XML (Extensible Markup Language) has been causing quite a splash in the database world, particularly in the last few weeks, and IBM Corp. is the latest vendor to detail plans for the standard.
In IBM’s research labs, the company is working on a project, code-named Xperanto, which will be a native XML database that acts as a subset of DB2, said Janet Perna, general manager of Armonk, N.Y.-based IBM’s data management solutions group. By using XML and relying on the XML query language XQL, Xperanto will be a critical piece of IBM’s long-term vision to marry structured and unstructured data.
“The value of this is it’s the next step beyond a federated database,” Perna said.
That step, Perna added, is information integration. IBM has application integration via its WebSphere products, business process integration from its recent CrossWorlds acquisition, and Xperanto acts as a dedicated server for data or information integration. “We have a new class of software that really is about information integration,” Perna said.
Nelson Mattos, a distinguished engineer and director of information integration at IBM’s Silicon Valley Labs, said that the customer pain point Xperanto is aimed at is how to tie together all the systems in an organization.
“Xperanto is the technology that allows customers to integrate all their systems,” Mattos said.
Mattos continued that Xperanto will be the materialization of IBM’s work on a number of Web services-related standards, including XQuery, XML Schema, UDDI (Universal Description, Discovery, and Integration), SOAP (Simple Object Access Protocol), WSDL (Web Services Description Language) and WSFL (Web Services Flow Language).
The end goal of IBM’s integration strategy is to be able to combine structured and unstructured data, thereby enabling access to a broader array of data sets within an organization, such as Office files. So organizations would be able to access the content in the Word files that reside on individual employees desktop systems.
Both Microsoft and Oracle said they are working to enhance XML support in the database as well as toward the same goal of providing users more insight into all of the intelligence within an organization.
“The ability to search against XML data is going to be key,” said Peter Urban, an analyst at AMR Research in Boston.
Useful information also can be found in historically unorthodox data mining locales. Perna pointed to audio files with recorded conversations between customer service representatives and prospective customers as an example of data sources that potentially can be mined to glean nuggets of gold.
“The XML approach will provide the lingua franca for getting at various types of data; it is providing a sort of structure for unstructured data,” said Henry Morris, an analyst at Framingham, Mass.-based IDC. “The question is how much of this unstructured data is going to be in XML. It will be a small part relative to the total amount of unstructured data that is in a company.”

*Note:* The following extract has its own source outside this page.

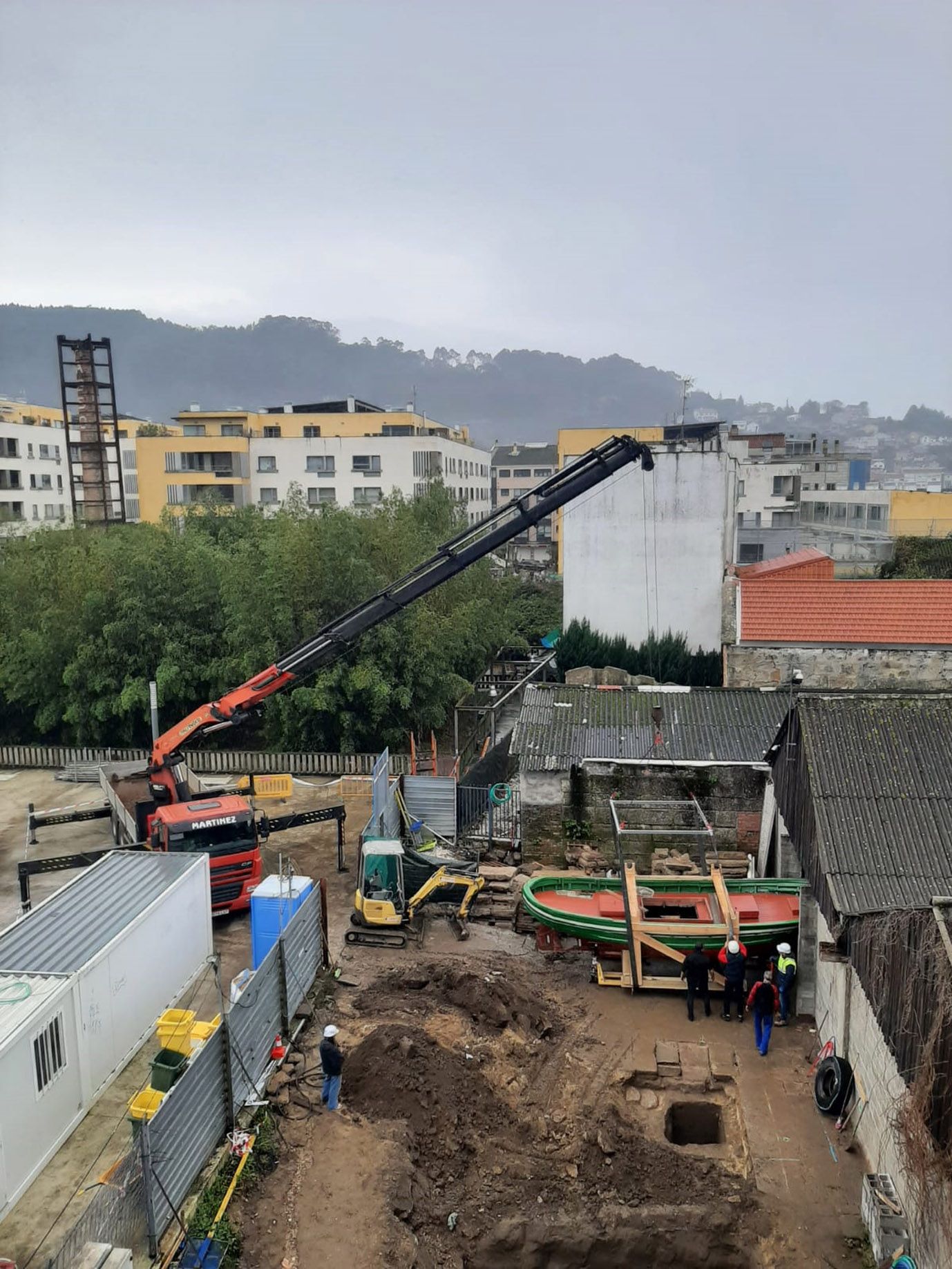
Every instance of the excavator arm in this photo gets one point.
(471, 544)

Within IBM’s strategy, DB2 handles structured data, OLTP (Online Transaction Processing), BI (business intelligence), and Web applications, while the Content Manager software takes care of unstructured information, such as rich media and flat files.
Perna said that the widespread adoption of XML has made the idea of combining structured and unstructured data come alive.
“Will the native XML database support replace the relational database? The answer is no,” Perna said. She added, however, that XML will work for certain applications. “Think of this as an application of the database,” she said.
IBM plans to post a pre-beta version of Xperanto technology to its developer Web site in the first half of next year, and the technology will be finalized toward the end of next year.
Perna said that IBM has yet to decide how Xperanto will be sold, but the options Big Blue is considering include a standalone product, or pulled into either WebSphere or DB2.